3. Quantification of GLUT1 immunofluorescence in cells from (B). Regions of interest (ROIs) corresponding to cells expressing the indicated VPS35 variants, and some regions outside the cells (background), were manually defined using ImageJ software. Total cell fluorescence was integrated and corrected for background fluorescence. 105 cells per condition stemming from three independent experiments were analyzed. Mean and SEM are indicated. P‐values were calculated by Welch's t‐test. The analysis was performed with 99% confidence: ***P < 0.001.

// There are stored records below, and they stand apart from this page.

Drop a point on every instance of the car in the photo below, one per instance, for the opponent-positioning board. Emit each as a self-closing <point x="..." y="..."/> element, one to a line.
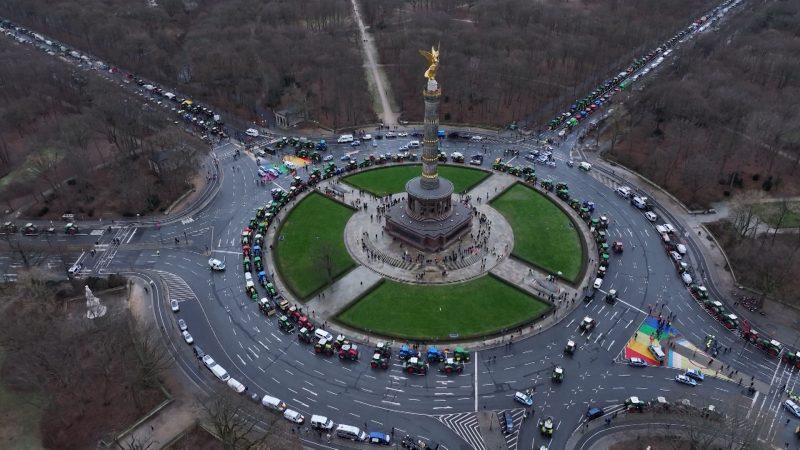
<point x="792" y="407"/>
<point x="524" y="398"/>
<point x="696" y="374"/>
<point x="187" y="337"/>
<point x="293" y="416"/>
<point x="637" y="362"/>
<point x="594" y="412"/>
<point x="683" y="379"/>
<point x="376" y="437"/>
<point x="507" y="422"/>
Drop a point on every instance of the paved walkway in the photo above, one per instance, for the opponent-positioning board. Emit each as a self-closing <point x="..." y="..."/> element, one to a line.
<point x="782" y="321"/>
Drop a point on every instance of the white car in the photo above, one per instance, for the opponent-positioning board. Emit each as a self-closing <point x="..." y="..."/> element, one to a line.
<point x="216" y="264"/>
<point x="187" y="337"/>
<point x="293" y="416"/>
<point x="792" y="407"/>
<point x="683" y="379"/>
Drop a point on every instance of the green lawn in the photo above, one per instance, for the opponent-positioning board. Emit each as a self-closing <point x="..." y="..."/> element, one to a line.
<point x="770" y="212"/>
<point x="543" y="234"/>
<point x="310" y="249"/>
<point x="427" y="312"/>
<point x="391" y="180"/>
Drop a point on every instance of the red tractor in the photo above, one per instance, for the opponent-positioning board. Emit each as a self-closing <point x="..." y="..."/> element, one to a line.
<point x="349" y="351"/>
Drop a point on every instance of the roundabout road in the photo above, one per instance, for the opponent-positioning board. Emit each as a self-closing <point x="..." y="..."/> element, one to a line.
<point x="172" y="259"/>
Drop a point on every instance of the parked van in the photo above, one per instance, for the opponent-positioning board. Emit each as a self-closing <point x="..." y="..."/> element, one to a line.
<point x="319" y="333"/>
<point x="270" y="402"/>
<point x="657" y="353"/>
<point x="321" y="423"/>
<point x="350" y="432"/>
<point x="220" y="372"/>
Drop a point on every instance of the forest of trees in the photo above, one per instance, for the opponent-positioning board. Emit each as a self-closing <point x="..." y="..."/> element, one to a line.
<point x="59" y="123"/>
<point x="505" y="60"/>
<point x="720" y="118"/>
<point x="239" y="55"/>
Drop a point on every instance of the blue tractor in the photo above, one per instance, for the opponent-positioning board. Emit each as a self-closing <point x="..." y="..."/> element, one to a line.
<point x="407" y="352"/>
<point x="434" y="355"/>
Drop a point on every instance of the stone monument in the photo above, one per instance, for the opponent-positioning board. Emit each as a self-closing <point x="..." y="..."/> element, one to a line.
<point x="93" y="307"/>
<point x="429" y="220"/>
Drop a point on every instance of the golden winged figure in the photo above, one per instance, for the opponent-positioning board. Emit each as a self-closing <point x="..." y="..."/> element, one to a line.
<point x="433" y="60"/>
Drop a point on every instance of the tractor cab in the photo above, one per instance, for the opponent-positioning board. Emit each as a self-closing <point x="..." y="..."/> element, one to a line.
<point x="558" y="374"/>
<point x="266" y="307"/>
<point x="323" y="346"/>
<point x="349" y="351"/>
<point x="285" y="325"/>
<point x="305" y="336"/>
<point x="434" y="355"/>
<point x="383" y="349"/>
<point x="379" y="361"/>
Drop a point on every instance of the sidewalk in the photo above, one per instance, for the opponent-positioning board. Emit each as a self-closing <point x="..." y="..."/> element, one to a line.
<point x="781" y="321"/>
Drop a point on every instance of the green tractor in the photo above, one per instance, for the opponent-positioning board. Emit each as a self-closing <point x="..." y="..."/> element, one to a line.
<point x="285" y="324"/>
<point x="558" y="374"/>
<point x="305" y="336"/>
<point x="461" y="355"/>
<point x="451" y="365"/>
<point x="415" y="366"/>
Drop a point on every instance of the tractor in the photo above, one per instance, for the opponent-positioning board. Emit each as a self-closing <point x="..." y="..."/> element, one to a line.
<point x="266" y="307"/>
<point x="383" y="349"/>
<point x="414" y="366"/>
<point x="305" y="336"/>
<point x="323" y="347"/>
<point x="451" y="365"/>
<point x="558" y="374"/>
<point x="461" y="355"/>
<point x="285" y="325"/>
<point x="349" y="351"/>
<point x="434" y="355"/>
<point x="379" y="361"/>
<point x="407" y="352"/>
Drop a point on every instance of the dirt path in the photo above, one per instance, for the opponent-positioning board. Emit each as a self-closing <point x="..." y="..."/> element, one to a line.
<point x="377" y="76"/>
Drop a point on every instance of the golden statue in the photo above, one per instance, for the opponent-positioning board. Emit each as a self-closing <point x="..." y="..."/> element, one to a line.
<point x="433" y="60"/>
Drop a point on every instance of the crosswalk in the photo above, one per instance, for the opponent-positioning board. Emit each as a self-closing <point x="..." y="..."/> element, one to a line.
<point x="177" y="288"/>
<point x="465" y="425"/>
<point x="518" y="415"/>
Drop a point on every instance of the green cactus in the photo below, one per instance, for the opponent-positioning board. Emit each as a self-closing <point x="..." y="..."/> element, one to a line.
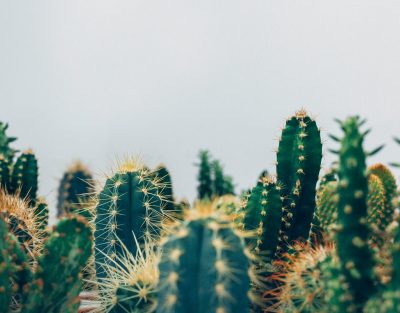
<point x="5" y="150"/>
<point x="204" y="177"/>
<point x="164" y="177"/>
<point x="204" y="268"/>
<point x="298" y="165"/>
<point x="129" y="205"/>
<point x="390" y="189"/>
<point x="56" y="283"/>
<point x="42" y="213"/>
<point x="24" y="178"/>
<point x="352" y="231"/>
<point x="75" y="188"/>
<point x="262" y="214"/>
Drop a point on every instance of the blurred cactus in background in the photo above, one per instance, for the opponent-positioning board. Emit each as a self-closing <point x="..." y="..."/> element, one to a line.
<point x="75" y="189"/>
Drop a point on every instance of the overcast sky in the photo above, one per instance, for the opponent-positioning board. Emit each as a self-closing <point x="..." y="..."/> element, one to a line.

4. Expression of Vps35 variants in cells from (B) was analyzed by SDS–PAGE and Western blot against Vps35. Tubulin served as loading control.

5. Quantification of the Vps35/tubulin ratio in cells from (B). Data stem from three independent experiments and show the mean and SEM. P‐values were calculated by Welch's t‐test. NS: not significant (P > 0.01).

Figure EV4. Dominant negative effect of hVPS35 variants on GLUT1 sorting in HK2 cells

1. HK2 cells were transfected with a plasmid carrying the indicated variants of hVPS35^GFP, or with an empty plasmid, and cultivated for 24 h. They were fixed, stained with antibody to GLUT1 (red) and with DAPI (blue) and analyzed by confocal microscopy. The cells were not detergent permeabilized. Scale bar: 10 μm.

2. Quantification of GLUT1 fluorescence in the cells from (A) was performed as in Fig 9C.

3. Expression of Vps35 variants in cells from (A) was analyzed by SDS–PAGE and Western blot against Vps35. Tubulin served as loading control.

4. Quantification of the Vps35/tubulin ratio in cells from (A). Data stem from three independent experiments and show the mean. NS: not significant according to a two‐tailed t‐test (P > 0.01).

Figure EV5. Effect of VPS35 variants on the size of LAMP1 compartments

1. Effect of VPS35 knockdown. HK2 cells were treated with siRNA targeting VPS35 or with mock siRNA. The cells were fixed and immuno‐stained with anti‐LAMP1 antibody and DAPI and imaged by confocal microscopy. Representative images are shown. Scale bar: 10 μm. Arrowheads point to examples of enlarged LAMP1‐compartments. Scale bar: 10 μm.

2. Effect of VPS35 variants. Vps35 knock‐down cells were transfected with a plasmid expressing siRNA‐resistant wildtype or mutant forms of VPS35^GFP, or with an empty plasmid. Cells were fixed, immuno‐stained with anti‐LAMP1 and DAPI and imaged by confocal microscopy. Scale bar: 10 μm. Arrowheads point to examples of enlarged LAMP1‐compartments.

3. Western blot assessing the siRNA Vps35 knockdown efficiency. Tubulin was used as a loading control.

4. Quantification of the siRNA knockdown efficiency of Vps35 for tree‐independent experiments.